Let $G$ be a (connected) graph with $n$ vertices. Is it true that the maximum cardinality of a minimal vertex cover of $G$ is $\geq \lfloor \frac{n}{2} \rfloor$? If so, can you point out any reference? If not, what is an easy counterexample? Thanks!

Take a complete graph $K_d$. For every its vertex $u$, take $d$ more vertices connected just to $u$. We get $d(d+1)$ vertices in total.

Every minimal vertex cover contains all but one vertices of $K_d$. Either it contain all of them (and then it contains just $d$ vertices), or it does not contain some $u$ --- then it should contain $d$ extra vertices connected just to $u$. Thus it contains at most $2d-1$ vertices, which is $\Theta(2\sqrt{d(d+1)}$.

Perhaps, this bound is tight?
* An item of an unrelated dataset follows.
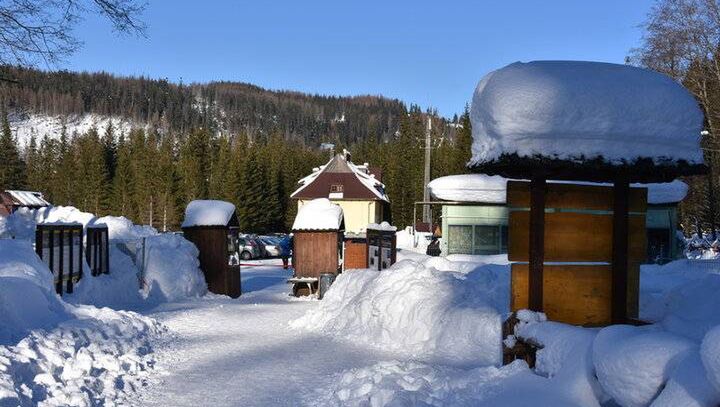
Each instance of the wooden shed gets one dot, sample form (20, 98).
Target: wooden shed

Surely, we need at least $O(\sqrt n)$ vertices. Indeed, assume that the cover contains $o(\sqrt n)$ vertices; the complement of the cover is an independent set of $n-o(\sqrt n)$ vertices, so it contains $O(\sqrt n)$ vertices connected to one vertex $v$ from the cover. Then any minimal subcover in $V\setminus\{v\}$ contains at least $O(\sqrt n)$ vertices.